The unfortunate thing is that spiritual people believe they are being ‘good’ people by being poor. I know I believed that to be true for myself. I considered myself over and above everyone else because I was poor and I didn’t have a lot of luxuries in life.
I looked down upon those people who lived in extreme luxury and considered them to be the banes of our society.
The interesting thing is that those people who were rich probably gave hundreds of thousands of dollars to charity, whereas I could barely give a penny to the homeless.
My Breaking Point (Or My Day Of Disgust)
The breaking point came one day when I was driving around in my cheap Pontiac Sunfire, with an empty gas tank. The gauge was dangerously low. I had money in my bank account to pay for gas. But I was afraid to fill up gas. I used excuses like it’s bad for the environment, but truly, it was my poverty mindset.
I left it too late, and my car stalled.
Let me repeat this…I had money in my bank account to pay for the gas. I passed several gas stations on my drive. But I refused to fill up gas because of my poverty mindset.
I was stuck on the side of the highway, because I refused to fill up my gas tank in time. I wasted hours waiting for someone to come with a canister of gas, so I could drive to the nearest gas station and fill up to full.
Not only that, it was an extremely cold day in Toronto (Canada), and I was stuck outside by the side of the highway in a horrible cheap winter coat (which didn’t protect me from the cold at all – another poverty mindset byproduct). I believe it was -30 degrees Celsius.
I hadn’t eaten all day because I didn’t deserve to eat. I didn’t have any water on me.
That day standing by the side of the road with nice cars zooming past me in their warmth, and luxury, was a turnaround point for me.
I refused to live like this anymore!
That is when I changed the way I lived.
How I Changed My Money Mindset Slowly
- I wrote down what my ideal life looked like. I did a no-holds barred writeup of everything I wanted in my life. I wanted to live downtown Toronto in a brand spanking new condo with really nice furniture. I wanted to make enough money so I could take care of my basic needs and have the ability to buy luxuries on top. I wanted to take long luxurious baths with epsom salts and frothy bubbles. I wanted to buy beautiful new dresses and boots for myself. I wanted to travel to all of the different places that I dreamt of.
- I built a vision board with all of my ideal life scenario on it. I picked up a bunch of magazines from the convenience store, cut out pictures from it of places, things and other items that I wanted, and I stuck it onto a white poster board. (Cutting out pictures from new magazines in itself was a major luxury for me and I was proud of it).

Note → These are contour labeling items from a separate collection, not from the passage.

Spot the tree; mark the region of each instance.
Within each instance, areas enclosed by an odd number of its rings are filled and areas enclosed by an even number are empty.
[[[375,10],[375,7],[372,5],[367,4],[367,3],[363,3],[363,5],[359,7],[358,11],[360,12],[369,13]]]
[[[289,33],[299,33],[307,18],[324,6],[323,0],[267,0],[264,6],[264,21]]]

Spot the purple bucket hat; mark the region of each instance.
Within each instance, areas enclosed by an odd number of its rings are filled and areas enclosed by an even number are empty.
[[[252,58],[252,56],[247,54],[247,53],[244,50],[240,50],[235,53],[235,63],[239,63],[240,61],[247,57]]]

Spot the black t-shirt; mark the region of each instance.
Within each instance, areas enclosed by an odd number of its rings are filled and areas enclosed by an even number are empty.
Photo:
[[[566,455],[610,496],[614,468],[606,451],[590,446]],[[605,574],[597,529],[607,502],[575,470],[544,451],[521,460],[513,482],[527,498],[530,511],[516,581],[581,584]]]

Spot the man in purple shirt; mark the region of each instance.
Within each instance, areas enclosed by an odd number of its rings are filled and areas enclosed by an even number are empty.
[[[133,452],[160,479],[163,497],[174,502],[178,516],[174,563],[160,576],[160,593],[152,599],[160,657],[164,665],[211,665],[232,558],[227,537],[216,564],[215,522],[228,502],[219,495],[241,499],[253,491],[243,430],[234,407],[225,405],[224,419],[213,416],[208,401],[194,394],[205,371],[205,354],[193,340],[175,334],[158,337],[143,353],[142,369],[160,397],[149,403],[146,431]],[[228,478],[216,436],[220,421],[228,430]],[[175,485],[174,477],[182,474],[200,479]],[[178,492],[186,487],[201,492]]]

- I started meditating daily with what I called, ‘The Money Meditation’. I researched and read up on abundance. Using my research, I created a money meditation with affirmations, visualization, and gratitude.
With these three steps, I was well on my way.
How My Life Changed Within Weeks
Within a few weeks of doing these 3 steps:
- I moved into a beautiful condo right smack dab in the middle of the wealthiest area in downtown Toronto.
- I manifested a job that paid me far above what I ever made before.
- I purchased beautiful new shoes and clothing from my salary.
- I went on a 3 week trip to Thailand that was filled with delicious food and luxurious villa living.
I am just beginning the abundant changes in my life. I know more is to come.